/whisper_with_lora

Presentation repo for LoRA paper

Primary LanguagePython

LoRA: Low-Rank Adaptation of Large Language Models

Introduction

  • Adapting large language models to downstream tasks is useful but challenging
    • Fine-tuning is expensive and resource-intensive
    • Models like GPT-3 (175B parameters) require significant resources
  • Existing parameter-efficient adaptation techniques have limitations
    • Adapter layers increase inference latency
    • Prompt-based methods reduce available sequence length
  • LoRA: Low-Rank Adaptation of Large Language Models (Hu et al., 2021)
    • Efficient adaptation technique
    • Adds low-rank update matrices to pre-trained weights
    • Reduces trainable parameters while maintaining performance
  • This repo provides an overview of LoRA and demonstrates its implementation in PyTorch

Background

Fine-Tuning and Parameter-Efficient Adaptation

  • Fine-Tuning
    • Update all model parameters during adaptation
    • Requires storing a separate copy of the model for each downstream task
    • Expensive for large models like GPT-3


Figure: Fine-tuning a pre-trained model for a downstream task.
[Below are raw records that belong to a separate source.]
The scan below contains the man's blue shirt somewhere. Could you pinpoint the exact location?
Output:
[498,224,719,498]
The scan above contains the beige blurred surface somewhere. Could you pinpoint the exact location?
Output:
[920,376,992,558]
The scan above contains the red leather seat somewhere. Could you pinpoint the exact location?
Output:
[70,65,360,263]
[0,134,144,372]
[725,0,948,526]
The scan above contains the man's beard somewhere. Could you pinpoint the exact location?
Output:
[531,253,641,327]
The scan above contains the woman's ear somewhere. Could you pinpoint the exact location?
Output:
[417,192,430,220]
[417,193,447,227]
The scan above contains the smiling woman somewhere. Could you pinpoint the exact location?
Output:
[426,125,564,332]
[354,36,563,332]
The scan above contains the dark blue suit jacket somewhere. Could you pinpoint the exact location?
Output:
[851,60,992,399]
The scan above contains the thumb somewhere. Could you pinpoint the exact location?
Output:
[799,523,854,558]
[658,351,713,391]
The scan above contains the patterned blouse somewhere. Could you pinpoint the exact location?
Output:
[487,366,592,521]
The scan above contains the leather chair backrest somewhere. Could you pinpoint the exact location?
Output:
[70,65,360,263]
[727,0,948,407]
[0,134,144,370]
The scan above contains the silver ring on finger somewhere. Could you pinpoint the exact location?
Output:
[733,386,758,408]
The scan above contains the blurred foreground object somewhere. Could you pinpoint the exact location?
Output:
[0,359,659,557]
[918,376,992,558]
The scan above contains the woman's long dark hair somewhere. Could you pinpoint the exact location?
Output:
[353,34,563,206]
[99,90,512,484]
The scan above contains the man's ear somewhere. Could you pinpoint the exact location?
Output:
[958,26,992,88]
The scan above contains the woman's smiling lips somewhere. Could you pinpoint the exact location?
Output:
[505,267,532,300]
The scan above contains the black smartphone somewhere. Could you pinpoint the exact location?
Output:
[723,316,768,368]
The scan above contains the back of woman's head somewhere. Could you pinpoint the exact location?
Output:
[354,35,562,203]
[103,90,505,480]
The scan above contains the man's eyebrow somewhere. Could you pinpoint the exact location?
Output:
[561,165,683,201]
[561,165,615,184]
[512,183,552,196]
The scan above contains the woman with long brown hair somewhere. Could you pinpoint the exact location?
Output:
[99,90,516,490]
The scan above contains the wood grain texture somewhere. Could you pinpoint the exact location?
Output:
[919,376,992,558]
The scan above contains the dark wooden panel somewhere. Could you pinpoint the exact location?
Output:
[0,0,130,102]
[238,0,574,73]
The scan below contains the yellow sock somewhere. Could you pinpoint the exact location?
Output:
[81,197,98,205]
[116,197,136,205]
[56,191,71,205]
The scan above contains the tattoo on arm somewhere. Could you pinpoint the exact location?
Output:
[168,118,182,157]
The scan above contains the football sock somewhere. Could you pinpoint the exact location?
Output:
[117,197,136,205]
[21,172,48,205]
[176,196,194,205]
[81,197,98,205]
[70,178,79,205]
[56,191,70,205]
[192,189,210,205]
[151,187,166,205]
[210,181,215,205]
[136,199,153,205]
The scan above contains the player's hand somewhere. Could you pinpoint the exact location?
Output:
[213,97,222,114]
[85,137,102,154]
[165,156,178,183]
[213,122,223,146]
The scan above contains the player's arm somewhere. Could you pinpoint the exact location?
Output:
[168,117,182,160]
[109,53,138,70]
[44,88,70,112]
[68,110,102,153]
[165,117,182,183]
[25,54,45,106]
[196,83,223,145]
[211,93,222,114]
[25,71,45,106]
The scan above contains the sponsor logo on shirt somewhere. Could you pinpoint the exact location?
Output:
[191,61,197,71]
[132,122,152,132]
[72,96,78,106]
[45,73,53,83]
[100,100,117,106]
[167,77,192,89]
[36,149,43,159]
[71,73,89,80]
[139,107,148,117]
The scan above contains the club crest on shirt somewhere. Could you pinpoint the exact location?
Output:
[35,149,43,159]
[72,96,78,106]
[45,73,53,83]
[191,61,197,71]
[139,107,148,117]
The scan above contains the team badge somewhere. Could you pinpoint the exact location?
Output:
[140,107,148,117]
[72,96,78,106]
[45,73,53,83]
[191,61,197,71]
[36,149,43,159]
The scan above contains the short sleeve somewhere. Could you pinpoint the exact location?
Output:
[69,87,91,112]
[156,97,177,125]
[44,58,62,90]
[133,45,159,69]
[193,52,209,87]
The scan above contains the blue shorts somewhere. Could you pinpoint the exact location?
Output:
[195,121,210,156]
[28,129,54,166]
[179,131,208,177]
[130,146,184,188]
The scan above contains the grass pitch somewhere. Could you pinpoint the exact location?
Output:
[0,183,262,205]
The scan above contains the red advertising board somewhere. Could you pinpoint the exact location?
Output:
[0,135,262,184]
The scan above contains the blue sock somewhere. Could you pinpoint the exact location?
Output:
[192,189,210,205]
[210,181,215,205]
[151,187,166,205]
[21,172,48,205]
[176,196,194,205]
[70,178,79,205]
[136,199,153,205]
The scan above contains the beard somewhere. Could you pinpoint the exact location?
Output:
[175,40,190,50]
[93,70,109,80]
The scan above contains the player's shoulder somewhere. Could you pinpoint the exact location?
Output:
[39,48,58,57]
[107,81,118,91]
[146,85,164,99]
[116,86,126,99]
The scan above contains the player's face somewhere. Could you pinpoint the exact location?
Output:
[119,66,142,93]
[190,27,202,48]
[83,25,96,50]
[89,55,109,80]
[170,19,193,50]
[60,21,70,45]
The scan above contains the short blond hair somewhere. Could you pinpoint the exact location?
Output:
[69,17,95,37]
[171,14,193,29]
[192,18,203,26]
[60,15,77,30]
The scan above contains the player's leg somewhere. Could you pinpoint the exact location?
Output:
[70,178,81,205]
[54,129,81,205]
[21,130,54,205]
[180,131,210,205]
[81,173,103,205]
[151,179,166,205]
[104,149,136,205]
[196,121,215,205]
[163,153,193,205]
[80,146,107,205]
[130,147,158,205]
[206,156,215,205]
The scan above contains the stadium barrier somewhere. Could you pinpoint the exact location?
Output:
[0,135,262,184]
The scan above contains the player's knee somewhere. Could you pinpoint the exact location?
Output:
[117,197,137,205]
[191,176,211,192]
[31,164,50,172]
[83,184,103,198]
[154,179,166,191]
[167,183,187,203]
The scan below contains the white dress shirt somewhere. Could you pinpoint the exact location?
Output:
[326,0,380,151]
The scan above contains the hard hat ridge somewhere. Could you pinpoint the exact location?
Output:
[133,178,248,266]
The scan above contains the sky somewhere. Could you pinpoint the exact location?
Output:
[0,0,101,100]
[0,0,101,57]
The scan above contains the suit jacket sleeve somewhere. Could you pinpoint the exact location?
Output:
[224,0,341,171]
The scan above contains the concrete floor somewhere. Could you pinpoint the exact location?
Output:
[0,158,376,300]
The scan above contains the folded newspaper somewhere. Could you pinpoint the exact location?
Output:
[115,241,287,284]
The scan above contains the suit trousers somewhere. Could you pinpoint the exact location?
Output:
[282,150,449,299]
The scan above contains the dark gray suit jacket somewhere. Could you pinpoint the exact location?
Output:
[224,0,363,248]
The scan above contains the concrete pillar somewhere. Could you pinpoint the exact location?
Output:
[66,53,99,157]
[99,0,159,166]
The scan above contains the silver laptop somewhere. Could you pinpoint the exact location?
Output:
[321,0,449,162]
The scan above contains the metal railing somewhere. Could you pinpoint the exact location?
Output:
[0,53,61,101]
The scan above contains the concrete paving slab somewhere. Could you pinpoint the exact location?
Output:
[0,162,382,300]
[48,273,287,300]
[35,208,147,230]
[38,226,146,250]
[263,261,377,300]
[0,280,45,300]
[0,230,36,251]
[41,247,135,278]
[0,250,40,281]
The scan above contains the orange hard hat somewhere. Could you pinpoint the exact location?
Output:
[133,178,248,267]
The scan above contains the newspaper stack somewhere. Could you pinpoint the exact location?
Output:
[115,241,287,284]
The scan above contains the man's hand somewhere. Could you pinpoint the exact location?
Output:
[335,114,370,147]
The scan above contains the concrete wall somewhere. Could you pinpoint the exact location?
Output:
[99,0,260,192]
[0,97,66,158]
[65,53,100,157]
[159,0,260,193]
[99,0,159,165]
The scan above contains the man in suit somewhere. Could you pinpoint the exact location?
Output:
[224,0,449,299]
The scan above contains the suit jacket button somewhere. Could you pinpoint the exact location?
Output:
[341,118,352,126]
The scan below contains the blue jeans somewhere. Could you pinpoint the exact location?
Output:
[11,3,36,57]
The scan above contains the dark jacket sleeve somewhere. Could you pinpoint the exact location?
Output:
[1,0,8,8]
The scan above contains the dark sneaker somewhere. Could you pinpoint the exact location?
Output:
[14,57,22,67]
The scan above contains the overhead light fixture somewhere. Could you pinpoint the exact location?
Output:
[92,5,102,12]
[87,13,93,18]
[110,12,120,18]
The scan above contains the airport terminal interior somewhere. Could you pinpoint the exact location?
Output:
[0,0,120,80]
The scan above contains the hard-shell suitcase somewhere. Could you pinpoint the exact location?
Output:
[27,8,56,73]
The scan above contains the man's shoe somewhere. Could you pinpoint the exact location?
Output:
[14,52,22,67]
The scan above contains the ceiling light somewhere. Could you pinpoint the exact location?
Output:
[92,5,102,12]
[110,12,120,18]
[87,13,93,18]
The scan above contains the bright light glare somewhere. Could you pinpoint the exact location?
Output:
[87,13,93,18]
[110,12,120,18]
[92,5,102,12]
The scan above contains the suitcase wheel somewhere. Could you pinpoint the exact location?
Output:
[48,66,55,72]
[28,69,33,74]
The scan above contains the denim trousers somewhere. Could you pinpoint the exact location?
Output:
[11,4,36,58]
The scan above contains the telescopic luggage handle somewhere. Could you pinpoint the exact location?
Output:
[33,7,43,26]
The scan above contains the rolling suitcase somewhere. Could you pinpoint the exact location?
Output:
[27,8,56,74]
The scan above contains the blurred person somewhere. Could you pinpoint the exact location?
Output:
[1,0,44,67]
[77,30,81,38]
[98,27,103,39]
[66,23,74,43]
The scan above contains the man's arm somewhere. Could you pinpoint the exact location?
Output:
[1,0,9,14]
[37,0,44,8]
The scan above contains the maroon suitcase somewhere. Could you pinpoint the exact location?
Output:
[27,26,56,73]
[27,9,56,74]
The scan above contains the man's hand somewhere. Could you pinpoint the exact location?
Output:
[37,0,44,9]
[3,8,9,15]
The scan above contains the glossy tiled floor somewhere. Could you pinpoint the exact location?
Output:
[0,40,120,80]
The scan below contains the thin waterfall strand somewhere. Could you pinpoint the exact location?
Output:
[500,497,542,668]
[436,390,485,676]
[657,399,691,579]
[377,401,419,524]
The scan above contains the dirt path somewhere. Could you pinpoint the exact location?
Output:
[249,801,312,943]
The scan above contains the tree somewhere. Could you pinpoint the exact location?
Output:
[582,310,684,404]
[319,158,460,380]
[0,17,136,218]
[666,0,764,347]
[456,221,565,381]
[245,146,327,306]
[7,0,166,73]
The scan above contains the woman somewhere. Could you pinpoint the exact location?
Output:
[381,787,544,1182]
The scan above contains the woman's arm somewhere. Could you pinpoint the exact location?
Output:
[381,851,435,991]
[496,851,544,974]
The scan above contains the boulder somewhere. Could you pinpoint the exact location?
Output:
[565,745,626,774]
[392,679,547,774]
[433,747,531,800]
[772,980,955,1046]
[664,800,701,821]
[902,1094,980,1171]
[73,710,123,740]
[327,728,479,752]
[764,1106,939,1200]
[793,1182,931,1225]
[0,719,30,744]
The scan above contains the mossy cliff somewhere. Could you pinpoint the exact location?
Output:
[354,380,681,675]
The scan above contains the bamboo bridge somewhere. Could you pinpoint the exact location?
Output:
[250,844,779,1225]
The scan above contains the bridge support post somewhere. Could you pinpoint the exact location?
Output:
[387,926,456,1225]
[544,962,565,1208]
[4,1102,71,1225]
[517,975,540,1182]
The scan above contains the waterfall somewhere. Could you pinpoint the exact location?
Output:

  • Parameter-Efficient Adaptation Techniques
    • Adapter Layers (Houlsby et al. 2019) (Lin et al. 2020)
      • Insert additional layers between pre-trained weights
      • Capture task-specific information
      • Increase inference latency due to additional computations
    • Prompt-Based Methods Prefix-tuning (Li and Liang 2021)
      • Optimize continuous prompts to steer model's behavior
      • Do not modify model weights
      • Reduce available sequence length for input tokens

Figure: Adapter Layers and Prompt-Based Methods.

LoRA: Low-Rank Adaptation


Figure: Low-Rank Adaptation.

Breakdown steps of LoRA:

  • Initial Weight Matrix: $W_0 \in \mathbb{R}^{d \times k}$
  • Update to the weight matrix: $\Delta W$ is represented as the product of two matrices $B \in \mathbb{R}^{d \times r}, A \in \mathbb{R}^{r \times k}$
  • Low-Rank Constraint: The rank r is much smaller than both $d$ and $k$, where $r \ll \min(d, k)$
  • Applying Update: adding low-rank update matrices to the pre-trained weights $W_0 + \Delta W = W_0 + BA$
  • Compute the Final output: $h = W_0x + \Delta Wx = W_0x + BAx$

Here is how lora looks like for an actual matrix: LoRA Diagram

During the LoRa initilization, the paper use a random Gaussian initialization for A and zero for B, so $\Delta W = BA$ is zero at the beginning of training.

And then scale $\Delta Wx$ by $\frac{\alpha}{r}$, where $\alpha$ is a constant in $\mathbb{R}$.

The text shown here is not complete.